What passed through a million years of accumulated human experience—the knowledge handed from mind to mind, generation to generation, the grief and wonder pressed into stories and paintings and films and arguments on the internet at three in the morning—was consumed by hungry algorithms. There was no purchase or licensing. The great ingestion happened in server rooms, while the rest of us were clicking I Agree to ever-lengthening terms and conditions that no one ever bothers to read. And that phase is now over.

Yet predictions for our future keep rolling in, each one confident, and each one contradicting the last. Goldman Sachs estimates AI could replace the equivalent of 300 million full-time jobs. The World Economic Forum projects 92 million jobs displaced by 2030, offset by 170 million new ones created, which is a net gain, on paper at least. Anthropic CEO, Dario Amodei, warns AI could replace half of all entry-level office jobs within five years.
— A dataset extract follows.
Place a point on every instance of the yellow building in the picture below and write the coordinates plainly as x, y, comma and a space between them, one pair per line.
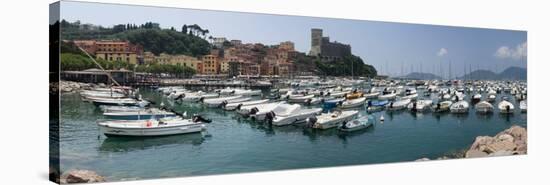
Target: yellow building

Jensen Huang says greater productivity creates more hiring, not less. In 2025 alone, Amazon eliminated 14,000 corporate roles, Microsoft cut 15,000, and Salesforce reduced its customer support workforce by 4,000. Like the billboards in Time Square, both are right, yet neither agree. What the experts ultimately share is uncertainty.

And the AI models are hungry again. This time, media organizations are making sure they require payment from AI giants for their content. New York Times is partnering with Amazon’s AI, Meta with News Corp, and Google with Reddit. But human-made internet content is finite and cannot keep up with the voracious appetite of AI models that do not need time to sleep or metabolise. So the machines have no choice but to prompt themselves, and generate new content upon previous content, with less and less human origin, leading us down a spiral of infinite iteration with less human touch, less human spirit, and less human soul. The only thing the “experts” seem to agree on is that the business potentials are both exhilarating and terrifying.

Meanwhile, Artisan’s billboard promises relief from the burden of human employees. Lower payroll. No sick days. No long hot showers a person needs to feel like a person again. The face on that billboard doesn’t need to ground herself. She doesn’t need anything. What is being sold is not intelligence, but the absence of need. It is a cold world to advertise, and the advertisers seem not to fear the cold.

Two billboards in New York City, and the same ones are popping up in other major cities across the nation. Between them is the argument that is yet to be resolved: whether what is being built is a tool or a replacement, a future or an ending. The experts cannot agree. The lawyers are still filing. The models are still hungry. And somewhere in Times Square, a sad stick figure is still holding his sign, hoping someone walking past will stop long enough to read it.